When ${x_1}(0) = \frac{{{b_2}}}{{{b_1} + {b_2}}}, \; {y_1}(0) = \frac{{{a_2}}}{{{a_1} + {a_2}}}$ , $\frac{{d{x_1}}}{{dt}} = \frac{{d{y_1}}}{{dt}} = 0$ , i.e., the imitation dynamic Eq (4.2) will converge to Nash equilibrium $((\frac{{{b_2}}}{{{b_1} + {b_2}}}, \frac{{{b_1}}}{{{b_1} + {b_2}}}), (\frac{{{a_2}}}{{{a_1} + {a_2}}}, \frac{{{a_1}}}{{{a_1} + {a_2}}}))$ .

If the initial point is not Nash equilibrium, let $b' = \frac{{{b_2}}}{{{b_1} + {b_2}}}$ , $a' = \frac{{{a_2}}}{{{a_1} + {a_2}}}$ and ${x^1} = {x_1} - \frac{{{b_2}}}{{{b_1} + {b_2}}}$ , ${y^1} = {y_1} - \frac{{{a_2}}}{{{a_1} + {a_2}}}$ , then we can obtain that the Eq (4.2) is a differential equation with zero solutions.

Then the Eq (4.2) becomes

$\begin{equation} \begin{aligned} \left\{ \begin{array}{l} \dot {x^1} = \alpha {p_1}(t)(x^1 + b') + \alpha {p_2}(t)(1-b' - x^1) - \alpha (x^1 + b')\\ \dot {y^1} = \beta {q_1}(t)(y^1 + a') + \beta {q_2}(t)(1-a' - y^1) - \beta (y^1 + a') \end{array} \right. \end{aligned}. \end{equation}$

(4.3)

Taking the polar coordinates $x^1 = r\cos \theta$ , $y^1 = r\sin \theta$ , we can obtain that the Eq (4.3) is

$\begin{equation} \begin{aligned} \dot r = \alpha ({p_1}(t) - {p_2}(t) - 1)r{\cos ^2}\theta + \alpha (b'{p_1}(t) - b'{p_2}(t) - {\rm{ }}b' + {p_2}(t))\cos \theta + \\ \beta ({q_1}(t) - {q_2}(t) - 1)r{\sin ^2}\theta {\rm{ }} + {\rm{ }}\beta (a'{q_1}(t) - a'{q_2}(t) - a' + {q_2}(t))\sin \theta {\rm{ }}. \end{aligned} \end{equation}$

(4.4)

Divide the Eq (4.4) into $0 < \theta < \frac{\pi }{2}, \frac{\pi }{2} < \theta < \pi, \pi < \theta < \frac{{3\pi }}{2}, \frac{{3\pi }}{2} < \theta < 2\pi$ and $\theta = 0, \frac{\pi }{2}, \pi, \frac{{3\pi }}{2}, 2\pi$ . These cases are classified and discussed.

1) When $0 < \theta < \frac{\pi }{2}$ , we get ${x^1}(t), {y^1}(t) > 0$ , which is obtained from the Eq (4.4) as

$\dot r = - (\alpha {\cos ^2}\theta + \beta {\sin ^2}\theta )r - \alpha b'\cos \theta + \beta (1 - a')\sin \theta.$

From Eq (4.4), it follows that when $r = \frac {{ - \alpha b'\cos \theta + \beta (1 - a')\sin \theta }}{{\alpha {{\cos }^2}\theta + \beta {{\sin }^2}\theta }}$ , $\dot r = 0$ , i.e., there is a special solution

$r = \frac{{ - \alpha b'\cos \theta + \beta (1 - a')\sin \theta }}{{\alpha {{\cos }^2}\theta + \beta {{\sin }^2}\theta }}.$

The solution is a curve in the phase plane centered at the origin.

When $r > \frac{{ - \alpha b'\cos \theta + \beta (1 - a')\sin \theta }}{{\alpha {{\cos }^2}\theta + \beta {{\sin }^2}\theta }}$ , we get $\dot r < 0$ from the Eq (4.4).

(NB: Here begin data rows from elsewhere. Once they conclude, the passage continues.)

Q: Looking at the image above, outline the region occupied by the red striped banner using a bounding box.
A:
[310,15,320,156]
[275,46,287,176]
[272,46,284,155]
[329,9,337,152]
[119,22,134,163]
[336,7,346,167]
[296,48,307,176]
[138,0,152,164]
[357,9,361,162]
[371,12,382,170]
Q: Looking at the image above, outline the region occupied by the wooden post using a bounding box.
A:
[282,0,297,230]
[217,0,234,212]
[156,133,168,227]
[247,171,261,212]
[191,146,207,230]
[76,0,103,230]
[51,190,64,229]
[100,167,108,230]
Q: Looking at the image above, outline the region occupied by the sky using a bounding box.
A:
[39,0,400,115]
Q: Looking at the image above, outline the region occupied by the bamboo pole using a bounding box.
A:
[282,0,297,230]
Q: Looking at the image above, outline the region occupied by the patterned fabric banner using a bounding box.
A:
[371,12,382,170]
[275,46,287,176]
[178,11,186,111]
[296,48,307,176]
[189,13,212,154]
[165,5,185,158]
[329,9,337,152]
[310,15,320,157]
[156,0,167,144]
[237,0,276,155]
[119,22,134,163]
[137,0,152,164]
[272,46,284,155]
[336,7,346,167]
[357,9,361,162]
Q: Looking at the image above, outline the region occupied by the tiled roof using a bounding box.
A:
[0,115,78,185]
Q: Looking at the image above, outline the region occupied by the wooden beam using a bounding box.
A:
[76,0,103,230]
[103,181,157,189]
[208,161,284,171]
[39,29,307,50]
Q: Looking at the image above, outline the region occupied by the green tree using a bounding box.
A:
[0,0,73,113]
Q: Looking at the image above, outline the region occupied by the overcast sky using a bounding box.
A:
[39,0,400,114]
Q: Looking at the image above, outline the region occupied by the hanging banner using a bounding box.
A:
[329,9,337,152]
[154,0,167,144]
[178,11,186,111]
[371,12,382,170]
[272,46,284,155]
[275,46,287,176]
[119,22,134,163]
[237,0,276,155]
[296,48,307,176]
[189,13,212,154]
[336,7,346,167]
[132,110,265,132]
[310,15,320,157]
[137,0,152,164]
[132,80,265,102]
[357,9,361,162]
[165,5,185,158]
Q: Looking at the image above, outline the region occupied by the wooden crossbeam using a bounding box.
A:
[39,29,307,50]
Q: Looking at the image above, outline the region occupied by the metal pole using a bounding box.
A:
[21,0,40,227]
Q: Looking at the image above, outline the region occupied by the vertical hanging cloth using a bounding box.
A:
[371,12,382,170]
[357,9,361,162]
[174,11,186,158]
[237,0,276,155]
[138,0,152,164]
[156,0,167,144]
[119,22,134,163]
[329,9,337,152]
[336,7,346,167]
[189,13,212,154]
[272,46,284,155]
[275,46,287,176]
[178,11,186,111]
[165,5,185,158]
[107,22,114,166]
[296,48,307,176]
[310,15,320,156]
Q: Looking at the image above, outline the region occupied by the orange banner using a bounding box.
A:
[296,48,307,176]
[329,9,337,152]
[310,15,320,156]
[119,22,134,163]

That is, the trajectory converges to the curve from outside the curve. When $r < \frac{{ - \alpha b'\cos \theta + \beta (1 - a')\sin \theta }}{{\alpha {{\cos }^2}\theta + \beta {{\sin }^2}\theta }}$ , we get $\dot r > 0$ from the Eq (4.4). That is, the trajectory converges to the curve from inside the curve. Therefore the system has a stable limit ring centered at the origin at $0 < \theta < \frac{\pi }{2}$ . A stable limit ring is a periodic solution around a non-isolated equilibrium point. When the solution trajectory evolves from a point in the solution space, it converges to this limit ring and makes a periodic movement on this limit ring.

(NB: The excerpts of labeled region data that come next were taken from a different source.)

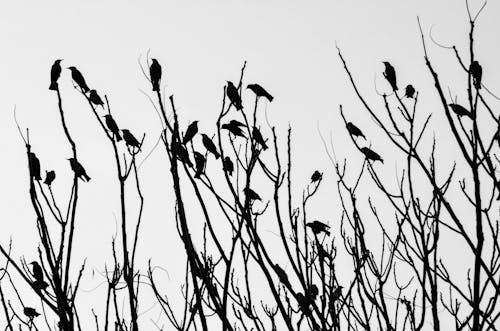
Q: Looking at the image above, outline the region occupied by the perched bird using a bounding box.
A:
[247,84,274,102]
[222,156,234,176]
[201,133,220,159]
[43,170,56,186]
[28,152,42,180]
[30,261,43,281]
[252,126,267,150]
[172,142,193,167]
[330,286,344,302]
[311,170,323,183]
[221,121,246,138]
[89,90,104,107]
[149,59,161,91]
[346,122,366,140]
[243,187,262,201]
[361,147,384,163]
[469,61,483,90]
[68,158,90,182]
[194,152,206,178]
[274,263,290,287]
[449,103,472,118]
[23,307,40,320]
[68,66,90,93]
[405,84,415,99]
[306,221,330,236]
[104,114,122,141]
[182,121,198,145]
[49,60,62,91]
[226,80,243,110]
[122,129,141,150]
[384,61,398,91]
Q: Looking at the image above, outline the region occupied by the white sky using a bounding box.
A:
[0,0,500,330]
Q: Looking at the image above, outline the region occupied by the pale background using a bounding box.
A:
[0,0,500,325]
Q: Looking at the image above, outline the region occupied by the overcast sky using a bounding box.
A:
[0,0,500,330]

2) When $\frac{\pi }{2} < \theta < \pi, \pi < \theta < \frac{{3\pi }}{2}, \frac{{3\pi }}{2} < \theta < 2\pi$ , $\dot r$ is respectively,

$- (\alpha {\cos ^2}\theta + \beta {\sin ^2}\theta )r - \alpha b'\cos \theta - \beta a'\sin \theta,$

$- (\alpha {\cos ^2}\theta + \beta {\sin ^2}\theta )r + \alpha (1 - b')\cos \theta - \beta a'\sin \theta,$

$- (\alpha {\cos ^2}\theta + \beta {\sin ^2}\theta )r + \alpha (1 - b')\cos \theta + \beta (1 - a')\sin \theta.$

The analysis idea and result are similar to $0 < \theta < \frac{\pi }{2}$ .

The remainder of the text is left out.